This is an extract from An AI Learning Hierarchy - A hierarchy of AI machines organized by their learning power shows their limits and the possibility that humans are at risk of machine subjugation well before AI utopia can come by Peter J. Denning and Ted G. Lewis (published in Communications of the ACM, December 2024 - Vol. 67 No. 12 pages 24-27).
The article contains further details and is well worth reading.
Premise

This is a very interesting article presenting a hierarchical classification of AI machines based on their learning capabilities rather than their application domains.
The hierarchy, consisting of eight levels, highlights the limitations of AI and suggests that human intelligence might not be computable.
The AI hype and misconceptions
AI has achieved success in various fields like speech recognition, language translation, game playing, and autonomous systems, yet most AI systems are neither truly intelligent nor entirely trustworthy. Despite this, businesses and governments increasingly rely on them without fully understanding their limitations. AI has a history of overhyped expectations leading to "AI winters," and today, large language models (LLMs) have fueled another wave of speculation, raising concerns about misplaced trust in these technologies.
Hierarchy of learning machines
The hierarchy classifies AI machines based on their ability to learn new tasks over time:
- Basic Automation – Simple systems with fixed processes that do not learn.

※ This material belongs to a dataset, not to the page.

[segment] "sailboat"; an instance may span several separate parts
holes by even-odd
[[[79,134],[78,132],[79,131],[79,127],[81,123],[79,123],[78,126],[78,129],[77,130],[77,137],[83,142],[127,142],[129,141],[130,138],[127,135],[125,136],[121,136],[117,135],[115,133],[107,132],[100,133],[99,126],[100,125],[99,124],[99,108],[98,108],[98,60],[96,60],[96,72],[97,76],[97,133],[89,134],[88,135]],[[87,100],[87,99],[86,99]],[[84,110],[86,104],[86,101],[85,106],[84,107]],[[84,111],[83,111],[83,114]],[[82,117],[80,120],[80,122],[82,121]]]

Rule-Based Systems – Machines following logical rules (e.g. early expert systems).
- Supervised Learning – AI trained on labelled data, such as neural networks.
- Unsupervised Learning – AI that identifies patterns without labelled training data.

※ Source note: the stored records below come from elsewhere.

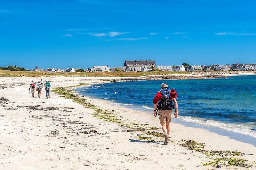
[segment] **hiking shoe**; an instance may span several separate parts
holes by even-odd
[[[164,140],[164,144],[168,144],[169,141],[170,140],[170,138],[169,137],[164,137],[165,138],[165,139]]]

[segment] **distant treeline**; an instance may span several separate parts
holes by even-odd
[[[16,65],[12,66],[11,65],[8,67],[0,67],[0,70],[10,70],[10,71],[26,71],[26,69],[23,67],[17,67]]]

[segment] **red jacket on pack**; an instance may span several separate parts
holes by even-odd
[[[171,98],[177,98],[177,93],[175,91],[174,89],[172,89],[171,90],[170,92],[170,99]],[[157,92],[156,95],[154,98],[153,99],[153,103],[154,104],[156,104],[157,103],[158,100],[160,99],[163,99],[162,98],[162,94],[160,92]]]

- Generative AI – AI that produces new content, like ChatGPT, but often fabricates information.
- Reinforcement Learning AI – Systems learning through trial and error (e.g., AlphaZero, AlphaFold).
- Human-Machine Interaction AI – AI that enhances human capabilities rather than replacing them.

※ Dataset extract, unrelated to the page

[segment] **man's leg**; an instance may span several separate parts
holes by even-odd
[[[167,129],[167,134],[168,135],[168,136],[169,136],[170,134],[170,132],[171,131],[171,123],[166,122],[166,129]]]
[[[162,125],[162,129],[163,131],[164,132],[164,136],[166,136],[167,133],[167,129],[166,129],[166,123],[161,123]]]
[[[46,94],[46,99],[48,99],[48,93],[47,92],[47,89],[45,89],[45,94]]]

- Aspirational AI – Speculative AI capable of reasoning, self-awareness, and sentience, which has not yet been achieved.
The risks of AI progress
The article contrasts different AI progress models, including Seuk Min Sohn's vision of increasing automation leading to AI-dominated organisations and governance, and OpenAI's roadmap toward safe AGI. It warns that the rapid adoption of AI in business, governance, and decision-making may lead to a world where unintelligent but powerful machines control human systems, potentially resulting in human subjugation rather than an AI utopia.